I expect that baby will be loved like crazy.

They really weren’t! Even in the days of large families and no contraception, 45 was around the cut of for most. Older than that were total outliers. Before IVF, really before IVF using donor eggs or frozen embryos, around 50 women a year had babies over the age of 50. So the chance it just happened to VCM is very, very slight.

Good luck to her but I don’t envy her all, though I do think being well off makes things a little different.

housethatbuiltme · 02/11/2023 09:35

Also me and my friends mostly started having kids in our teens/early 20s, finished our family by approx. 30 (pretty much all of us said we wouldn't have kids after 35 and prioritized having a family above everything else).

However DH friends are the opposite, a lot prioritized career and holiday and partying and in the last few years a flurry of first time babies have been born smack bang around their parents 40th birthday (two I know used donors to be single parents).

Given I had infertility, ten years of trying and losses in my 20s (peak fertility time) I frankly think people who know they want kids are nuts to leave it so late and assume it will just instantly happen for them but its their risk to take not mine.

Social circles effect world views and I think that definitely plays into these things.
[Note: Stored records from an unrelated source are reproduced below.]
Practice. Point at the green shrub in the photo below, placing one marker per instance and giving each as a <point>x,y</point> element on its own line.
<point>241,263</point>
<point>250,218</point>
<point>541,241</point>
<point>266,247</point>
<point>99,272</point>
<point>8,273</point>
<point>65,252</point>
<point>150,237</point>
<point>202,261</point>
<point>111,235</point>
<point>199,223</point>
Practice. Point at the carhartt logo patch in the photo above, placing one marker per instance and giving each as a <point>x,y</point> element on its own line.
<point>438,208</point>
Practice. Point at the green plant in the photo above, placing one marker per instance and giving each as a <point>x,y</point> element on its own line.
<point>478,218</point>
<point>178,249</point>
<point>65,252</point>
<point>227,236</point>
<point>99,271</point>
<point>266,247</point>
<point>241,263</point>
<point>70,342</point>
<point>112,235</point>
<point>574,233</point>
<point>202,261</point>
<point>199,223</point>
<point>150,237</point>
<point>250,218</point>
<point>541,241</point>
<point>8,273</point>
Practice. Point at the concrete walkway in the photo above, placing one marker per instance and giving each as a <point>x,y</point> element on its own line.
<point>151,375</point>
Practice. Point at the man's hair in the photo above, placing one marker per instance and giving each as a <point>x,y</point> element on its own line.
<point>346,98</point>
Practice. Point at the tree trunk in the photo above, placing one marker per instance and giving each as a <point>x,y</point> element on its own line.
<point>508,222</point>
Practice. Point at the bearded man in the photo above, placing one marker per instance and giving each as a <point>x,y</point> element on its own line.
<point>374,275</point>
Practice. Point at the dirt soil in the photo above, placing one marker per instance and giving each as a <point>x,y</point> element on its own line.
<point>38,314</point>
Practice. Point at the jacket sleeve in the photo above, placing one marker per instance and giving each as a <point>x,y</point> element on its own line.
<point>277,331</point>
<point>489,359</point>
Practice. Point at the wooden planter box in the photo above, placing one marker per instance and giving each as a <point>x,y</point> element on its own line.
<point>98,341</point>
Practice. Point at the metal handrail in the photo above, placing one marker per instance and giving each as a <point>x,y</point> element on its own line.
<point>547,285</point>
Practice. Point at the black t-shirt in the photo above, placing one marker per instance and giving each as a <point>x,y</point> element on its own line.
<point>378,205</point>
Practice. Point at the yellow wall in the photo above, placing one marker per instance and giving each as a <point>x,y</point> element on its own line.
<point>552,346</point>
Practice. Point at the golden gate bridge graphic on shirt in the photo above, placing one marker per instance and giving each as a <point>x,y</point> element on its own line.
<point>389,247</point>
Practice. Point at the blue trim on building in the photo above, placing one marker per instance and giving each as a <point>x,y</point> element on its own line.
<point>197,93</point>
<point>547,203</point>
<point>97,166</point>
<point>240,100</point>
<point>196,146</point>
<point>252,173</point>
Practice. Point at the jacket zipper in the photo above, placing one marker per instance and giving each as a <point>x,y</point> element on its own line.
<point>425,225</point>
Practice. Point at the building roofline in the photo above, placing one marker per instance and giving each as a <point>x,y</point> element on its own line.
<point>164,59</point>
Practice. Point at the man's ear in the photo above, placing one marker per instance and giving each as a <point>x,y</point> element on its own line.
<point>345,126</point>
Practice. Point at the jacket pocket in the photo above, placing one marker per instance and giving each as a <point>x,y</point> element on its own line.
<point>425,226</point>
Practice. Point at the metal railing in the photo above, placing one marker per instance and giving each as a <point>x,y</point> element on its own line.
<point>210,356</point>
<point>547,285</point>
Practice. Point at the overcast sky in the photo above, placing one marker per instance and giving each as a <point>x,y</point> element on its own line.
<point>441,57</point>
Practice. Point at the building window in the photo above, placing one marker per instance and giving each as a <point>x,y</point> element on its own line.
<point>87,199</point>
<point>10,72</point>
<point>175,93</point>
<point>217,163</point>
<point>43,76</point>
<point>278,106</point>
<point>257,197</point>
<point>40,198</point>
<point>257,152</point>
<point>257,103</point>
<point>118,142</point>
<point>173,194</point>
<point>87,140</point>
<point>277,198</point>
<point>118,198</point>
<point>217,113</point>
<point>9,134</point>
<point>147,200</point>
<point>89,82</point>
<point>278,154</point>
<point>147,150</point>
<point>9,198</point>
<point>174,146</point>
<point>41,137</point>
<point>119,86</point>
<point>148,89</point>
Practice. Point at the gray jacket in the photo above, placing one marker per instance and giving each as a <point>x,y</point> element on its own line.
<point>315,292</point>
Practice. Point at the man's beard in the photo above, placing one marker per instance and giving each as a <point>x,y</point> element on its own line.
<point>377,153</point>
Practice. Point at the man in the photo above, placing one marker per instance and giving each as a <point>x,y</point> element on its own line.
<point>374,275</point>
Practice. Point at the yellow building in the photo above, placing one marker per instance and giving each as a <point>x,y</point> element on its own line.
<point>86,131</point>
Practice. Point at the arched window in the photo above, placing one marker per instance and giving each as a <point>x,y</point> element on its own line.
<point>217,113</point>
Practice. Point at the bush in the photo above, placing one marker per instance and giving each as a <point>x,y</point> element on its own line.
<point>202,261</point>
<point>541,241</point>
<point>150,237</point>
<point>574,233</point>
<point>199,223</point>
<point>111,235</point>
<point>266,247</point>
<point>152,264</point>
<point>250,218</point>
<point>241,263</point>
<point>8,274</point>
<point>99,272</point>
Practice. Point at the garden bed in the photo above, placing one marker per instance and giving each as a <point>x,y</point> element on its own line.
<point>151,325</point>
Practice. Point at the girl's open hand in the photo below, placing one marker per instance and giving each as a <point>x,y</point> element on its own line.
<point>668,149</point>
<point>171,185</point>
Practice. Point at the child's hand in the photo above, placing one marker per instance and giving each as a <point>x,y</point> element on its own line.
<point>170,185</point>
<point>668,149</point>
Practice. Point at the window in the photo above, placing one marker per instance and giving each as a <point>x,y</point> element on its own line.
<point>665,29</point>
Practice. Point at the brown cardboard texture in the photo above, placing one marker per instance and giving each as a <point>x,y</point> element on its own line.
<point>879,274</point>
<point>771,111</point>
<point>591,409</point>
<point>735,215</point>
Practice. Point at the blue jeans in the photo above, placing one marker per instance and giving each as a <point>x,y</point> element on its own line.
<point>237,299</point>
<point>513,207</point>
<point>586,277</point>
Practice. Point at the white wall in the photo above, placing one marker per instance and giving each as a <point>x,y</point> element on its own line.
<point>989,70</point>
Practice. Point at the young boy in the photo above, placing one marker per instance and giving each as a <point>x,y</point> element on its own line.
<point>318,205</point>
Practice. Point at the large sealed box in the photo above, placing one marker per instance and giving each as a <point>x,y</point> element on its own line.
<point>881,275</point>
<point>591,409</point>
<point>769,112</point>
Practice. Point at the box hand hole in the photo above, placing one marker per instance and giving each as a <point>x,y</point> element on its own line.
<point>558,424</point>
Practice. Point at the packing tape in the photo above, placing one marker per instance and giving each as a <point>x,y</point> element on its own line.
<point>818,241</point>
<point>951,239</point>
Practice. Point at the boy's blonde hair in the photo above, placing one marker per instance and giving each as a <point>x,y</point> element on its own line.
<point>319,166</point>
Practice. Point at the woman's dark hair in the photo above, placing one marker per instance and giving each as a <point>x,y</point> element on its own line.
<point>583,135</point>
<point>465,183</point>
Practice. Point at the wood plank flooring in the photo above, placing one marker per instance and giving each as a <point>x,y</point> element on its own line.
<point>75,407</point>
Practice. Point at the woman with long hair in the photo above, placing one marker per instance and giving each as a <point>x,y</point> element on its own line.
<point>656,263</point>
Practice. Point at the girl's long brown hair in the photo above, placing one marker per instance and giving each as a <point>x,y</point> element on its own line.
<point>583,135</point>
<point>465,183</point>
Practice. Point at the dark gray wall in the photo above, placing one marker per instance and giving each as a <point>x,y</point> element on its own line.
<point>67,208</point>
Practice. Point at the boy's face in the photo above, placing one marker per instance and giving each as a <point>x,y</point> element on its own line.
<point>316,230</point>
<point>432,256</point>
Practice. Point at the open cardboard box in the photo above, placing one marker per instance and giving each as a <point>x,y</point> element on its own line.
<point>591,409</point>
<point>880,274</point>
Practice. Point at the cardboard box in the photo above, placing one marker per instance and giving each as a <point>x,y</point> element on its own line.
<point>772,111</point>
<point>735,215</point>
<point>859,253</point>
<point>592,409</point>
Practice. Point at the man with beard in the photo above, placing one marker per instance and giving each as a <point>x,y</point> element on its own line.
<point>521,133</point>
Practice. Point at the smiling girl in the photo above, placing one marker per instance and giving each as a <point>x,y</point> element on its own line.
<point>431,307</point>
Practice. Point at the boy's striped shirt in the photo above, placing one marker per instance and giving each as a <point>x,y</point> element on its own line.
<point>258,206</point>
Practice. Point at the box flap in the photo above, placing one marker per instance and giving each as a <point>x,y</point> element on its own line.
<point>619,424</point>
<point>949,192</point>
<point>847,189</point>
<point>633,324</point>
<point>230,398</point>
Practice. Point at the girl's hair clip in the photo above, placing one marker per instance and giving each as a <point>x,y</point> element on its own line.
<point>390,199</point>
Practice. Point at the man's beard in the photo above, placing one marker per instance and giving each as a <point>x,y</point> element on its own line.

almondseagull · 02/11/2023 09:35

Edithisoverthere · 01/11/2023 22:00

I'll still be wanting babies when I'm in a care home ☹️ was still managing to get pregnant until 50 but none of them worked out.

Flowers so sorry x

ginandtonicwithlimes · 02/11/2023 09:38

housethatbuiltme · 02/11/2023 09:25

Why is EVERYONE jumping to donor eggs?

Given that she was 43 when she had her first its entirely possible she did IVF and banked extra embryos close to a decade ago. If embryos where frozen then then the fertility age of the embryo is still on approx. 42 regardless of if she 51 or 78. Its only her health supporting pregnancy to take into account.

I mean I would think 'why not do it sooner' but really if they banked they removed any rush so maybe they just didn't want to race through it.

Since 2022 new laws say you can freeze an embryo up to 55 years (the oldest used embryo was 30 years old). Millions bank embryo if they are lucky enough to get more than 1 so its hardly unusual.

Good point. I still have an embryo that was frozen in 2016 which we might use.

Mayhemmumma · 02/11/2023 09:40

I'd worry my health would be poor or id die when they were young and even if I were healthy I'd be a tired miserable wreck.

At that age god willing we will be 51, 24 and 22.

Emotionalsupportviper · 02/11/2023 09:41

ginandtonicwithlimes · 02/11/2023 09:17

A friend of my sister has just passed away at the age of 29 leaving three children including a newborn. It could happen to anyone.

I'm so sorry - that is truly heartbreaking.